Le tribunal judiciaire de Toulouse a déclaré l'entrepreneur responsable de plein droit au titre de l'article 1792 du code civil. Mais la cour d'appel de Toulouse a infirmé ce jugement, retenant que la responsabilité décennale de l'entrepreneur n'était pas engagée, ce dernier ayant pu établir, aux termes des conclusions de l'expert, une cause étrangère exonératoire.
Le maître de l'ouvrage a formé pourvoi, soutenant que, dès lors que l'incendie avait pris naissance dans le tableau électrique, la responsabilité de plein droit de l'entrepreneur devait être retenue et il était indifférent que la cause exacte de l'incendie demeure indéterminée.
La Cour de cassation casse l'arrêt de la cour d'appel, en éclairant de manière didactique ce que doit être la démarche des juges et praticiens :
La charge de la présomption de responsabilité décennale ne pèse pas sur les constructeurs dont il est exclu, de manière certaine, au regard de la nature ou du siège des désordres, que ceux-ci sont en lien avec leur sphère d'intervention.
Il appartient au maître de l'ouvrage de rapporter la preuve de cette imputabilité. Mais, selon la Cour de cassation, cette preuve est facilitée dans la mesure où il lui suffit d'établir qu'il ne peut être exclu, au regard de la nature ou du siège des désordres, que ceux-ci soient en lien avec la sphère d'intervention du constructeur.
Si ce lien d'imputabilité est établi, le constructeur ne peut s'exonérer qu'en rapportant la preuve d'une cause étrangère. L'impossibilité d'établir la cause technique des dommages n'est pas la preuve d'une cause étrangère.

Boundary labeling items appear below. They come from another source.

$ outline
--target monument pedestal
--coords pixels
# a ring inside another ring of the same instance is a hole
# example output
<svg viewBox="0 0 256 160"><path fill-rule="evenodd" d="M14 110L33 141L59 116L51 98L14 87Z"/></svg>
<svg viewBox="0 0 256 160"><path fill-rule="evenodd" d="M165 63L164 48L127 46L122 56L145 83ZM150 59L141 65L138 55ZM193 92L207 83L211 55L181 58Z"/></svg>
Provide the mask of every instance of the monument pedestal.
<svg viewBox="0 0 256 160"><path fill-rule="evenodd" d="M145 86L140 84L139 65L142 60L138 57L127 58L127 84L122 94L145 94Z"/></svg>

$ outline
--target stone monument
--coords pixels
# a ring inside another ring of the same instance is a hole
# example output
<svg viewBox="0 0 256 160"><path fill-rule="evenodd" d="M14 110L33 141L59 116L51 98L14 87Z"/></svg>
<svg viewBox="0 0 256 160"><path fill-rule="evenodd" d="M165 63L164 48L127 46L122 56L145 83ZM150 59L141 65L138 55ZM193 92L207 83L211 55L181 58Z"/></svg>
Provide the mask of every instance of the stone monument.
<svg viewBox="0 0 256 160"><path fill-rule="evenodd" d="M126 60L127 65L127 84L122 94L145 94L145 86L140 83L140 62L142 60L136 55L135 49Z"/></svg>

En l'espèce, il était établi de manière suffisamment certaine par l'expert que l'incendie s'était déclaré dans le tableau électrique réalisé par le constructeur. Le lien d'imputabilité était dès lors manifeste. Le fait que l'expert n'ait pas identifié un vice de construction ou un défaut de conformité affectant ce tableau électrique ne permettait pas d'exclure le lien d'imputabilité entre les dommages et les travaux.
En conséquence, la mise en jeu de la responsabilité décennale du constructeur n'implique pas de rechercher les causes des désordres. Accessoirement, on peut espérer que les opérations d'expertise en soient simplifiées et raccourcies, si la recherche de la cause des dommages n'est pas incluse dans la mission de l'expert.